Ayant obtenu du sultan de Johor (le royaume le plus méridional de la Péninsule malaise) la permission de voyager dans ses terres, le 5 septembre 1846 à cinq du matin le perahu de Pierre Favre, curé à Malacca, quitte Singapour avec une bonne brise. Il est accompagné d’un serviteur créole portugais, d’un coolie chinois, de deux rameurs et d’un barreur de Malabar. Quatre langues à bord, déjà un microcosme de Malaisie : c’est en malais, lingua franca de l’Archipel, que nos hommes communiquent. Les bagages sont réduits au minimum, du riz et du poisson séché pour un mois et un change de vêtements. « Mon intention est d’entrer par la rivière de Johore, puis à pied à travers la jungle, qui recouvre presque entièrement toute la Péninsule, de me diriger vers le Mont Ophir, et au-delà vers Malacca, un itinéraire qui n’a jamais été suivi par aucun Européen… Mon dessein est de visiter les nombreuses tribus sauvages qui habitent les parties les plus reculées de la Péninsule, et d’obtenir tout en les respectant, les informations les plus complètes et les plus exactes que les circonstances me le permettront. » Il s’agit bien sûr de juger de la possibilité d’établir une mission parmi eux.
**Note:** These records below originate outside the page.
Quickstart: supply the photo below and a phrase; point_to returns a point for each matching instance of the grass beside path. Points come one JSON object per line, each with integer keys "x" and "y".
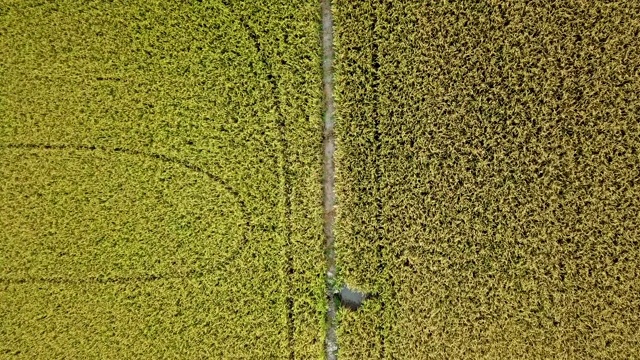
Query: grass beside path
{"x": 160, "y": 167}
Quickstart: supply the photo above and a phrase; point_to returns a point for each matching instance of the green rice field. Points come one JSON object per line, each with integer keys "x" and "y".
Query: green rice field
{"x": 161, "y": 179}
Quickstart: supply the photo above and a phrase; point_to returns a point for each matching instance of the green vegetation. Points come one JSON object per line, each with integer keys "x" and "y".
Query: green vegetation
{"x": 489, "y": 178}
{"x": 160, "y": 180}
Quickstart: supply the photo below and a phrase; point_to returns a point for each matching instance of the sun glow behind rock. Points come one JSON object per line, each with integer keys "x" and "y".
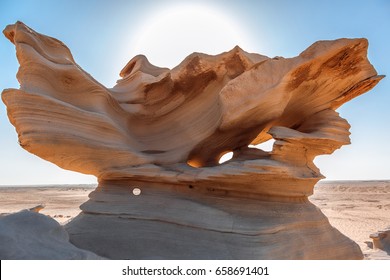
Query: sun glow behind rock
{"x": 171, "y": 34}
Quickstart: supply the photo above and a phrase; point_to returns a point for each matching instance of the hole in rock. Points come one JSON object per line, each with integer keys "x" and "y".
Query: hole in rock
{"x": 194, "y": 163}
{"x": 136, "y": 191}
{"x": 225, "y": 157}
{"x": 265, "y": 146}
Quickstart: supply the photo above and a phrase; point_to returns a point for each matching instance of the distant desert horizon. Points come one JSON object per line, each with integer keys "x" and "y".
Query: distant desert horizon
{"x": 356, "y": 208}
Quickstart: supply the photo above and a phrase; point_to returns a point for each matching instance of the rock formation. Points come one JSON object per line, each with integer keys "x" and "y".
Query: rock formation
{"x": 28, "y": 235}
{"x": 162, "y": 132}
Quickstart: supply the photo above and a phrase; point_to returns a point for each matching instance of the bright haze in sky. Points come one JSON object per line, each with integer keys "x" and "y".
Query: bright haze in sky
{"x": 104, "y": 35}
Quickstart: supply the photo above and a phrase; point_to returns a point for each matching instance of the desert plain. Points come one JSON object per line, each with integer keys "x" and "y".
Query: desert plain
{"x": 356, "y": 208}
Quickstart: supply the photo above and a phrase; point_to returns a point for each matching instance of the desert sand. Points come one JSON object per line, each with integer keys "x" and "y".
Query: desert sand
{"x": 355, "y": 208}
{"x": 163, "y": 131}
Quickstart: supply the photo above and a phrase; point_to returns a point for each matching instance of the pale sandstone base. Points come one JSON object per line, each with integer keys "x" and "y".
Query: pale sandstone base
{"x": 187, "y": 222}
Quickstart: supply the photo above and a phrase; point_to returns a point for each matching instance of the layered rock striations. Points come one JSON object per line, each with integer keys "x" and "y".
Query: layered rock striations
{"x": 163, "y": 131}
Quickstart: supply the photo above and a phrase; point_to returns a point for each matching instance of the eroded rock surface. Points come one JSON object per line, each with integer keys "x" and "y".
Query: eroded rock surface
{"x": 164, "y": 130}
{"x": 28, "y": 235}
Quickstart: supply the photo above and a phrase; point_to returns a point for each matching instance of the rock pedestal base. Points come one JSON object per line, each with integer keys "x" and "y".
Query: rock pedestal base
{"x": 186, "y": 222}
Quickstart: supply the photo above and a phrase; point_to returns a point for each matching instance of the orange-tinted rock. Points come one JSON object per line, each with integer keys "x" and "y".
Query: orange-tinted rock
{"x": 166, "y": 129}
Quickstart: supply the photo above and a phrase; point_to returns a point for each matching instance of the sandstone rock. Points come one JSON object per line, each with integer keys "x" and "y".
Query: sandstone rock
{"x": 29, "y": 235}
{"x": 381, "y": 240}
{"x": 163, "y": 132}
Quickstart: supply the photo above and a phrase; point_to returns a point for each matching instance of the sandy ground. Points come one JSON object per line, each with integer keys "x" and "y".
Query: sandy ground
{"x": 356, "y": 208}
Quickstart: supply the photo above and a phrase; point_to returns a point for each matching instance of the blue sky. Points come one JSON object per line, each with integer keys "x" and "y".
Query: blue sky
{"x": 104, "y": 35}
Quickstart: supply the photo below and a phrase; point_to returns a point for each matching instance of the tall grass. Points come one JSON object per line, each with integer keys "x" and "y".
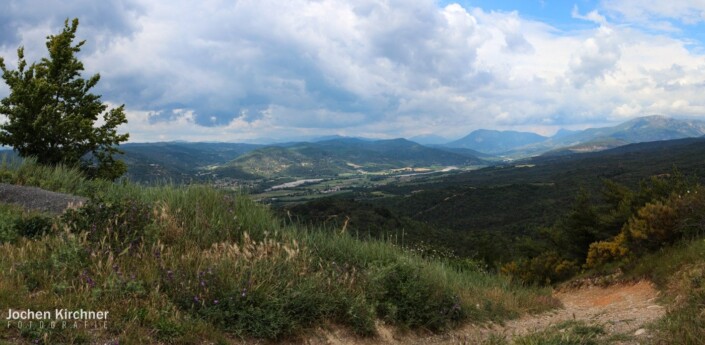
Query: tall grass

Village malais sur la côte de l’île de Singapour

Une rivière difficile

À midi le bateau entre dans la rivière de Johor. Large de plus de quatre kilomètres, c’est l’estuaire le plus important de Malaisie. À quatre heures on arrive à Johor Lama, fondée par le sultan de Malacca après avoir été chassé de sa ville par les Portugais en 1511. La capitale du royaume, où le sultan ne vit plus, n’est plus que l’ombre d’elle-même. Pierre Favre passe la nuit dans la maison-boutique d’un Chinois. L’équipage de Singapour, refusant d’aller plus loin, repart avec son bateau. Le penghulu (chef du village) met à sa disposition un bateau et trois hommes pour poursuivre la remontée de la rivière. On part à dix heures et à dix-huit heures on atteint le confluent de la rivière Kamang. Pierre Favre passe la nuit chez le penghulu et découvre l’art de la négociation dans une position défavorable. Impossible de discuter le prix d’un bateau et des hommes pour continuer, impossible d’obtenir un équipage pour redescendre vers Johor Lama. Finalement, après un « honnête accord », à dix heures commence la remontée de la rivière Kamang, jusqu’à dix-huit heures. Pierre Favre dort dans le bateau, mais faute de place, ses hommes dorment sur la rive.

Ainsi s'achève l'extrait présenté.